The interaction of dicumarol and its seven other derivatives with human serum albumin (HSA), alpha 1-acid glycoprotein (AGP) and desialylatedAGP (asialoAGP) has been investigated by circular dichroism (CD) and fluorescence. The binding parameters of dicumarol and its derivatives obtained from fluorescence almost agreed with those obtained from CD. The binding data indicated that the total binding affinities (nK) to HSA were higher than the binding affinities to AGP and asialoAGP. Hydrophobic interaction was the driving force for the binding to all the three proteins and nK values in the binding process were found to be increased with the increase of hydrophobicity of the compound. This was evidenced by the attempts taken to correlate binding affinities with partition coefficients. Both electrostatic and van der Waals interactions were not found to play any significant role in the binding of these compounds to any of these three proteins. However, in case of the AGP and asialoAGP binding, apart from the hydrophobic interaction, some other forces may be involved as evidenced from the experimental data. Binding was exothermic, entropy driven and spontaneous. The change of enthalpy (delta H degree) was compensated for by the change in entropy (delta S degree). Relative contribution of hydrophobic interactions in the binding of these compounds to HSA was higher than to AGP or asialoAGP. Sialic acid was not found to impart any significant role in the binding of these compounds to AGP.

Effects of tricyclic drug on induced circular dichroism spectra of dicumarol bound to alpha 1-acid glycoprotein.

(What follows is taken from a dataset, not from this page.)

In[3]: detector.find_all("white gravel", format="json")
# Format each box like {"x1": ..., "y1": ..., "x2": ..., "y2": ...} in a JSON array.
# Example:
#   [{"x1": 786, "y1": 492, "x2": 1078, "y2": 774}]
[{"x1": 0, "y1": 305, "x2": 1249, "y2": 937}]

Effects of both tricyclic and non-tricyclic drugs on the extrinsic Cotton effects of dicumarol bound to human alpha 1-acid glycoprotein (AGP) have been investigated. Basic tricyclic drugs caused the reversal of the signs of the induced Cotton effects of the circular dichroism (CD) spectra of the dicumarol-AGP system while the basic drugs not possessing tricyclic rings and acidic drugs decreased the observed ellipticities without changing the signs of its CD spectra. There was no reversal of the CD signs of the drugs not containing two hydroxycoumarin rings bound to AGP by basic tricyclic drugs. Raising of pH and temperature, and the addition of guanidine hydrochloride decreased the observed ellipticities of the CD spectra of the dicumarol-AGP system without showing any change in the signs of the Cotton effects. The mutual displacement data showed that protriptyline increased its own binding and that of dicumarol with AGP. The results of CD titration and equilibrium dialysis experiments suggest that dicumarol-AGP and dicumarol-AGP-protriptyline form a 1:1 binary complex and a 1:1:1 ternary complex, respectively.